数々の掃除道具を研究してきた阿部さんのお気に入りは、機能・デザインともにすぐれたスウェーデンやドイツ製のブラシ類。「ドアや壁に吊るしておくだけでも様になります」。

もちろん、機能も要チェックです。

「ホコリを払いやすいのか、油汚れをよく吸うのか。何がその道具のポイントなのかしっかりリサーチしましょう。わが家の汚れを解消できる機能を持つ道具を選び抜くのです。間違っても、有名人が使っているからといった理由で飛び付くのは止めましょう」

デザインや機能をしっかり選ぶことは、使う上でのコストパフォーマンスにも影響します。

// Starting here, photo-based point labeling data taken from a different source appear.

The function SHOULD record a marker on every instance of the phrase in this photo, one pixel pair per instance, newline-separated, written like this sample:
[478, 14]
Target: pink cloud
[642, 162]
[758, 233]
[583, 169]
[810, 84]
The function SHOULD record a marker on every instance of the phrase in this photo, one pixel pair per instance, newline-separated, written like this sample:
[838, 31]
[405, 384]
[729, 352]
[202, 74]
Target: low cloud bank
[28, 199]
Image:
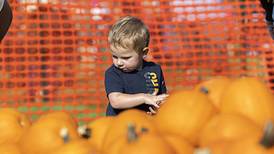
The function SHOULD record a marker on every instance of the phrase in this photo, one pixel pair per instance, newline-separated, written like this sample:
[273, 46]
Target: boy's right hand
[268, 7]
[154, 100]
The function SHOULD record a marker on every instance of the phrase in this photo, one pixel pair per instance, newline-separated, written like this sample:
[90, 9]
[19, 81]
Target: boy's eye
[125, 58]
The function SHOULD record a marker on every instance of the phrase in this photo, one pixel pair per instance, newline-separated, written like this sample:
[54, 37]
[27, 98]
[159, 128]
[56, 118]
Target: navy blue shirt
[147, 80]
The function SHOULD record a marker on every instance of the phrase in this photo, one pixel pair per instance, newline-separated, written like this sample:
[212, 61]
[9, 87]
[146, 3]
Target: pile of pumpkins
[218, 116]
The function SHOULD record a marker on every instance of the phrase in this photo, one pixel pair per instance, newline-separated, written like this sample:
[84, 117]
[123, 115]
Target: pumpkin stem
[144, 130]
[204, 90]
[84, 131]
[131, 133]
[64, 134]
[202, 151]
[268, 137]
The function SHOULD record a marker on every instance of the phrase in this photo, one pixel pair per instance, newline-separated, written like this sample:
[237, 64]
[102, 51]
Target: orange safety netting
[56, 51]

「たとえば和室のホウキは内藤商店(京都)で約4000円払って購入し、15年は使っています。リビングの天井ブラシは6000円ほどしますが、一生使うなら安いもの。きちんとニーズに合わせて選べば、長く気持ちよく使えます。逆に安くても適当に選んだ結果使いにくかったりする道具は、短期間で買い換えることになり結局は高く付いてしまいます」

また、掃除に慣れるほどに自分の使いやすい道具がわかってくるので、いっぺんにすべてそろえなくてもよいそう。「家の形状やライフスタイル、性格などにより、使いやすい道具は人それぞれ。必要になったら必要な道具を吟味して買うスタンスなら、ムダ使いも防げます。より使いやすそうな道具を見つけたら、次の機会に取り替えればよいのです」

お気に入りの道具は、掃除を楽しくし、モチベーションもアップしてくれます。自分の家にぴったりの掃除道具と出会うには、まずは家をどうしたいか、どう暮らしたいかしっかりしたビジョンを持つことです。